The measure was signed into law on Monday by Gov. Andrew Cuomo. Like many other plans called for the by 2018 federal Farm Bill, New York’s regulates the cultivation of hemp within the state.
The law requires hemp processors to obtain licenses and stipulates that they must grow hemp varieties with no more that 0.3% THC levels by dry weight, which conforms to the federal definition of industrial hemp as opposed to marijuana.
The new law also seeks to specifically regulate the trade in cannabinoid extracts and finished goods, requiring additional licenses, third party lab testing and other requirements that seem to go beyond what federal law mandates for the manufacture and sale of garden-variety dietary supplements.
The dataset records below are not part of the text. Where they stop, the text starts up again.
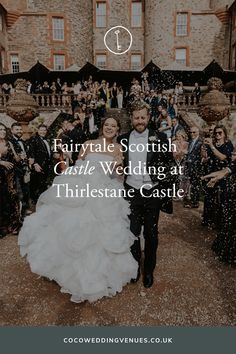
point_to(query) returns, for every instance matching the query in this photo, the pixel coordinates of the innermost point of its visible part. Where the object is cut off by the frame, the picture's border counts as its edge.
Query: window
(182, 25)
(101, 61)
(59, 62)
(136, 61)
(136, 14)
(181, 56)
(58, 29)
(15, 66)
(101, 14)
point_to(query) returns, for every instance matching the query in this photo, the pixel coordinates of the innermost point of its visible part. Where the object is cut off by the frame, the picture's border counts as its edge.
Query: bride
(83, 243)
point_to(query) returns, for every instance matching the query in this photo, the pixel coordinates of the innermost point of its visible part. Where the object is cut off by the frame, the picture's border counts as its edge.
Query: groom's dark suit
(145, 211)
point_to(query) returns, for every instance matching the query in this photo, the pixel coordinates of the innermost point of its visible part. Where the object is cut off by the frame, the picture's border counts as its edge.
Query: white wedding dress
(81, 243)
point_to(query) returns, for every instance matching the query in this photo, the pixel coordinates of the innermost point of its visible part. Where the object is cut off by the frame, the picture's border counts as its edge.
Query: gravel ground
(191, 288)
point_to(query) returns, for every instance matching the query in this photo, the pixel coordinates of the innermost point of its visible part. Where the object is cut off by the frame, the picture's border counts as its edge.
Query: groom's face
(140, 120)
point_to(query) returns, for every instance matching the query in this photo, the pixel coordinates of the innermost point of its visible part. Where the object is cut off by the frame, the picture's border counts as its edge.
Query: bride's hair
(116, 119)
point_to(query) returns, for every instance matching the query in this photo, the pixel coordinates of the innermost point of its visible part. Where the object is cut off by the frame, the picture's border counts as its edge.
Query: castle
(63, 34)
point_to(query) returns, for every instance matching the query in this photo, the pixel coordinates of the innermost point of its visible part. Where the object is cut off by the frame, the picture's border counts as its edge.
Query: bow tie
(141, 135)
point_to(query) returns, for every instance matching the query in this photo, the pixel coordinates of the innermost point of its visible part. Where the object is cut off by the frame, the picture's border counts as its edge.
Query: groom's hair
(138, 105)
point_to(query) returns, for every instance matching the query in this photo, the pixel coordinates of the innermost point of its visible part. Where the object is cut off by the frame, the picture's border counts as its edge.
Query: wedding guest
(40, 156)
(216, 156)
(9, 202)
(120, 97)
(224, 245)
(172, 108)
(145, 210)
(114, 92)
(197, 92)
(176, 127)
(22, 172)
(165, 123)
(180, 154)
(193, 164)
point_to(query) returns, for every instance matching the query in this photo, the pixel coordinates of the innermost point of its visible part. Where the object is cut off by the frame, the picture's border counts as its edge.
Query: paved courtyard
(191, 287)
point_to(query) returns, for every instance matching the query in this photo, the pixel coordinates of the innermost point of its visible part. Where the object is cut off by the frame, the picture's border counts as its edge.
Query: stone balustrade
(61, 101)
(189, 101)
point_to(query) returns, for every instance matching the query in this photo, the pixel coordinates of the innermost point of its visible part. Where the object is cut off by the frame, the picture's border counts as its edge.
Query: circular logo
(118, 40)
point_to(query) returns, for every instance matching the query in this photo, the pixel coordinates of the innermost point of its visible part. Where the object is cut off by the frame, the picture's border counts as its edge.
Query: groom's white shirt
(135, 157)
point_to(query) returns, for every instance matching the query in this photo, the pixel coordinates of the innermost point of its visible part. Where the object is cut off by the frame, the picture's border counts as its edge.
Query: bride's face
(110, 128)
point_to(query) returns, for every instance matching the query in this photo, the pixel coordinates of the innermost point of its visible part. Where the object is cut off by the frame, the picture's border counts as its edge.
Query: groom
(145, 210)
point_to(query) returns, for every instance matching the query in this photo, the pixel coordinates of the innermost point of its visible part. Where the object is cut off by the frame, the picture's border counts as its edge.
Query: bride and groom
(91, 246)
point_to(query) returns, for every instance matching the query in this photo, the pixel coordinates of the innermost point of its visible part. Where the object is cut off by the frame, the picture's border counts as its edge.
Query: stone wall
(205, 41)
(118, 13)
(31, 35)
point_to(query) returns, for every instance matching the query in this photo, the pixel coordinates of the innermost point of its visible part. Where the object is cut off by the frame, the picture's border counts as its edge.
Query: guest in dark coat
(40, 156)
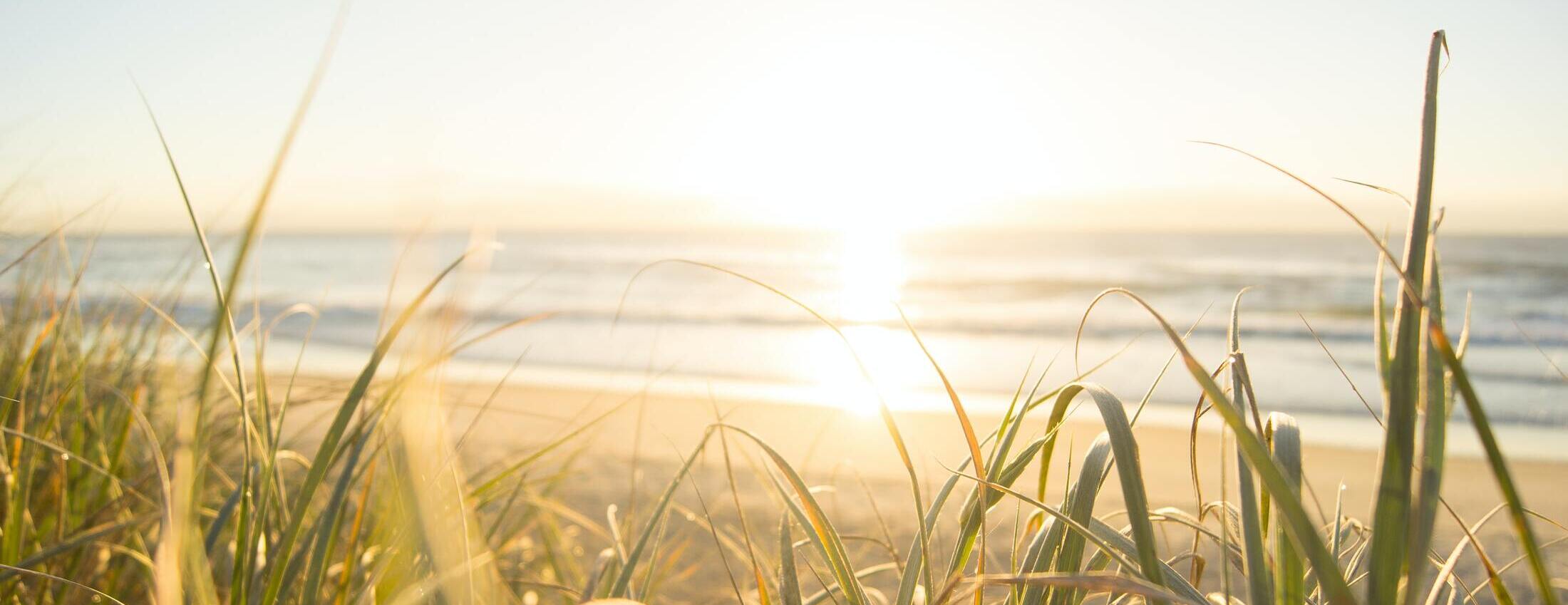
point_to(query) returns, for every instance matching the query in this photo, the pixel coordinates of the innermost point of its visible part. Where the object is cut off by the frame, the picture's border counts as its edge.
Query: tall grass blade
(1299, 525)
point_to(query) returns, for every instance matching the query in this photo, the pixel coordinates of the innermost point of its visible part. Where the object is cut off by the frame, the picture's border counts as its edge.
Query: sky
(728, 115)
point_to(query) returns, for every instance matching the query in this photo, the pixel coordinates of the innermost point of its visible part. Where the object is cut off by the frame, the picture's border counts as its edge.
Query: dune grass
(130, 477)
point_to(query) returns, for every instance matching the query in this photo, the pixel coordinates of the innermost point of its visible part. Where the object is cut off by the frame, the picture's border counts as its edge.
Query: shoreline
(1346, 431)
(656, 428)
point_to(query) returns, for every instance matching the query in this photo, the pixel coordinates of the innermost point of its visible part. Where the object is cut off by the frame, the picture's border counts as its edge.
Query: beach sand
(639, 444)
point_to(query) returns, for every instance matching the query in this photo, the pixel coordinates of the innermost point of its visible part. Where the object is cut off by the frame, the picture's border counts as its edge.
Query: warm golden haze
(808, 113)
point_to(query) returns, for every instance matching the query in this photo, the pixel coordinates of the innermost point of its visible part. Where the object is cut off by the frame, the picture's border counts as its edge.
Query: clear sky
(632, 115)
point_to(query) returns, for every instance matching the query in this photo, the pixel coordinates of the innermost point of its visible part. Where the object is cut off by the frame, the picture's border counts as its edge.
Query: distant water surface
(986, 304)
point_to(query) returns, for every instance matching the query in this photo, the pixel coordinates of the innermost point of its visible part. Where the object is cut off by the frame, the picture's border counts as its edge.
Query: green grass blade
(828, 539)
(1284, 439)
(1391, 512)
(333, 438)
(1296, 519)
(623, 580)
(789, 579)
(1500, 469)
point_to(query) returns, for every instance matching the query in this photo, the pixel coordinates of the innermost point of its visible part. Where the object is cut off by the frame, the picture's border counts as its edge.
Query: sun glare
(871, 273)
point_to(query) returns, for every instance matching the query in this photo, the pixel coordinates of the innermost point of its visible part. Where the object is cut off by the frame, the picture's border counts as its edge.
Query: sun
(872, 272)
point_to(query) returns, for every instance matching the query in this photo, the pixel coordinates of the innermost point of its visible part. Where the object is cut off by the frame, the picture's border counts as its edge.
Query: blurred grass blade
(1284, 439)
(1296, 519)
(1500, 469)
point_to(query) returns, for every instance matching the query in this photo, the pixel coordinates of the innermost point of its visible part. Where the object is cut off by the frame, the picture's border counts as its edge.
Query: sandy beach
(641, 436)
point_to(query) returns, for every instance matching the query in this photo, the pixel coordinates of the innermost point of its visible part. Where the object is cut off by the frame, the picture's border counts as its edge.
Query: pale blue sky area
(636, 115)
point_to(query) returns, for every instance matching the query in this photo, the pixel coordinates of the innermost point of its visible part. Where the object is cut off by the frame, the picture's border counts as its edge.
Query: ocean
(996, 311)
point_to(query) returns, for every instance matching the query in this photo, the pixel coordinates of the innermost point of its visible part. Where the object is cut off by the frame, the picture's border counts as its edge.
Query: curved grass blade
(330, 443)
(1297, 522)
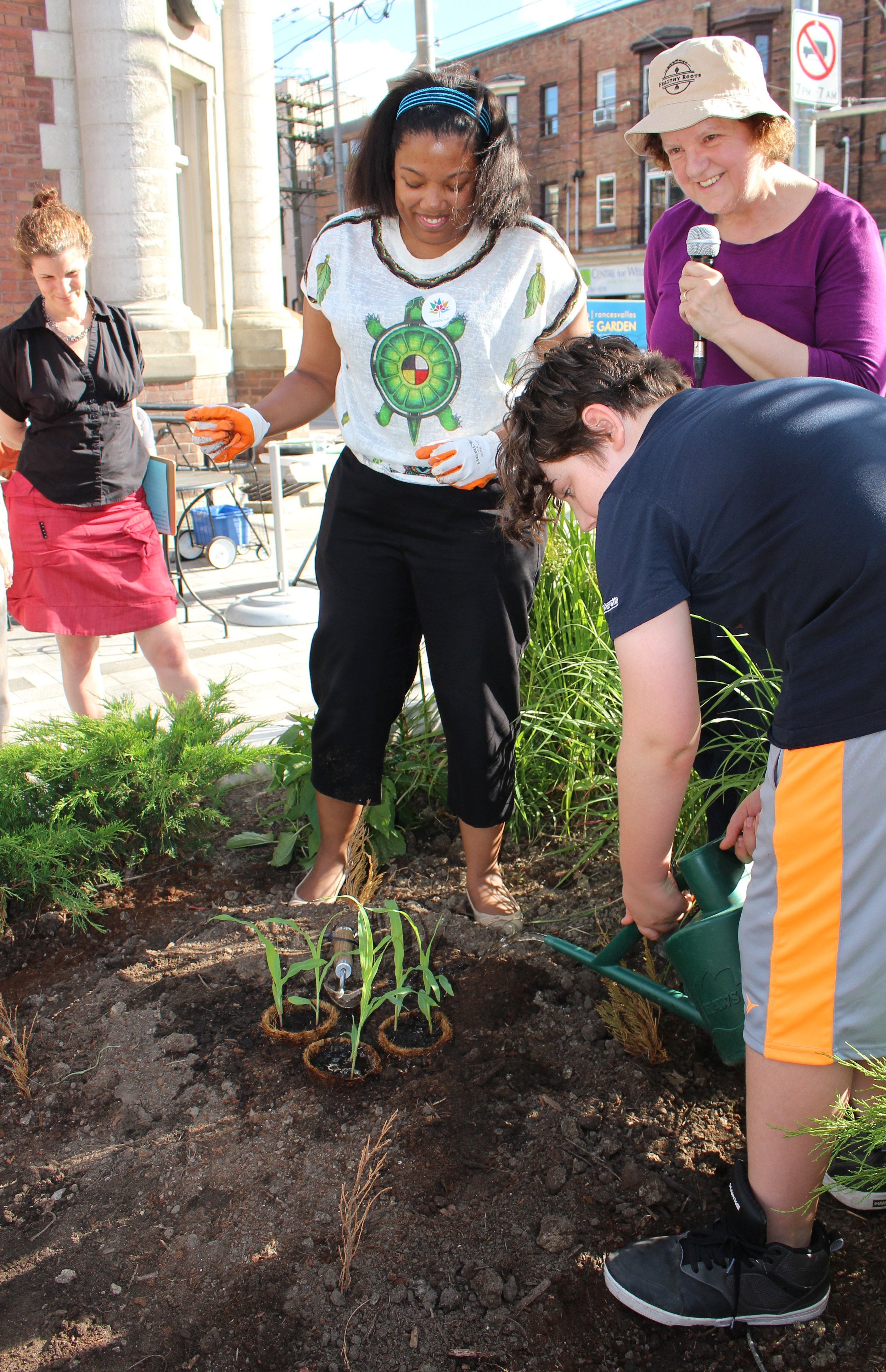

Bill is toned down version of earlier attempt at regulation
Attorney Rend Al Mondhiry of the firm Amin Talati Wasserman said the law is a refined version of an even more broad reaching bill that was passed by the New York legislature in July but which was not signed by Cuomo. That bill contained some problematical features, such as specifying that cannabinoids sold in finished goods within the state had to be sourced from New York suppliers.
In addition, at one point it specified a dosage—20 mg—of CBD that could be added to beverages. The new law omits some of the sticking points identified in the first version, Al Mondhiry said.
“The first law was controversial in that it very much favored New York producers of hemp. That was just one of several problematical provisions. Some of the requirements were burdensome,” she said.
Al Mondhiry said her firm worked with the US Hemp Roundtable in several meetings with New York officials to craft a compromise on the bill. She said the consensus was that the state wanted to create a comprehensively regulated marketplace for hemp.
In some ways, Al Mondhiry said the current climate on hemp mirrors what happened back in the day with the state of California and various environmental rules, such as for auto emissions. The idea was, the federal government is not doing enough, so we’ll step up to the plate to create our own rules.
“That’s exactly what’s happening here with hemp and CBD. The federal government and specifically the FDA is not moving fast enough to regulate this category so the states are stepping in to do it themselves. FDA rules are the floor here, not the ceiling,” she said.
Rules specific to cannabinoid trade
Attorney Marc Ullman, of counsel with the firm Rivkin Radler, said it’s significant that the new law vests authority in both the state’s Department of Agriculture as well as its Department of Health, which has some responsibilities similar to those of FDA.
“It clearly contemplates a market in cannabinoids. The potential for a well ordered marketplace appears to exist. We essentially have licensing provisions from farm to shelf, and there is a framework for the state to establish an intrastate market,” Ullman said.
“As always the devil is going to be in the details, especially now that FDA has expressed safety concerns,” he added.
Al Mondhiry concurred that the subsequent rulemaking activity will need to be closely monitored. For example, the new law includes this provision: “The commissioner may establish and adopt official grades and standards for cannabinoid hemp, hemp extract and products derived therefrom as he or she may deem advisable, which are produced for sale in the this state.”
“What they are striving for was to set a high bar for hemp derived products. As I read it, there is quite a bit of discretion for the state to set some strict standards in rule making,” she said.